Voyages-sncf.com, l’ami américain

La SNCF s’est brûlé les doigts dans ce qui n’aura été qu’un partenariat avorté avec Airbnb, la bête noire des hôteliers.
Une entreprise publique peut-elle, pour relancer une activité en berne, dérouler le tapis rouge à une multinationale américaine aux moyens quasi illimités au risque d’accélérer «l’ubérisation» de tout un secteur ? C’est le cas d’école auquel vient de se confronter la SNCF, qui s’est brûlé les doigts dans ce qui n’aura été qu’un partenariat avorté avec Airbnb, la bête noire des hôteliers.
Confronté à une baisse de fréquentation - et de rentabilité - de ses TGV intégralement financés sur deniers publics, le transporteur ferroviaire, qui se présente désormais comme un opérateur global de mobilités, avait cru trouver la bonne astuce marketing pour prouver à ses usagers que leurs voyages pouvaient «rapporter de l’argent», et notamment contribuer au règlement de leur billet sur les lignes à grande vitesse : les millions de clients de voyages-sncf.com, premier site de commerce électronique de l’Hexagone, étaient incités à louer leur logement en leur absence sur Airbnb et recevaient en échange de leur inscription sur le site un bon d’achat financé par la plateforme américaine à valoir sur un billet de train. Un juteux accord pour les deux parties, qui faisait d’Airbnb un distributeur de pouvoir d’achat pour le compte de la SNCF.
Devant la fureur des hôteliers, cette dernière a préféré renoncer et prendre le temps de réfléchir «aux conditions dans lesquelles les nouveaux modèles d’économie collaborative peuvent contribuer à la relance du tourisme en France». Franck Gervais, le très connecté patron de sa filiale en ligne, affirmait pourtant dans une interview au Journal du net que ce type de partenariat ne pouvait qu’inciter ses clients à voyager plus et serait donc également bénéfique in fine aux hôteliers.

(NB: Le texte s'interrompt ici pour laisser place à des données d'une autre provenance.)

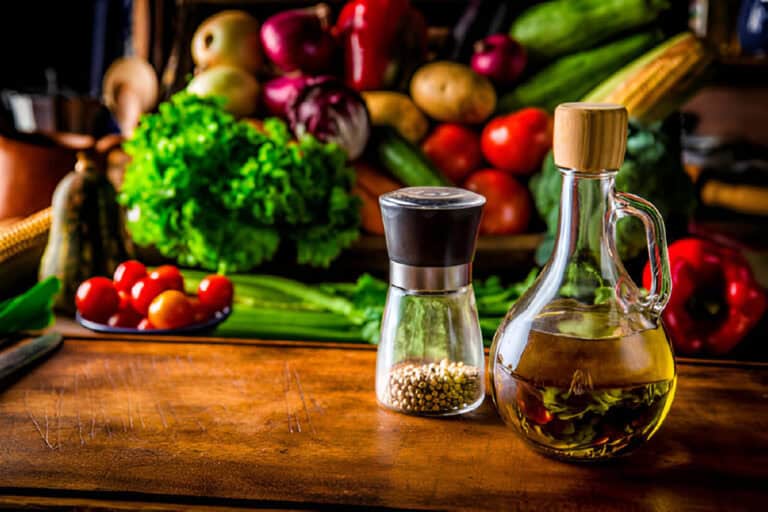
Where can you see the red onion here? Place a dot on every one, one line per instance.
(500, 58)
(299, 39)
(332, 112)
(279, 92)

Ils pourraient par exemple dépenser l’argent gagné avec Airbnb en nuitées d’hôtel sur voyages-sncf.com, un service opéré par le géant américain du voyage en ligne Expedia, qui détient 49 % de la plateforme de réservation en ligne de l’entreprise publique ! La SNCF ferait mieux de s’allier avec des poulains numériques européens pour faire émerger des champions.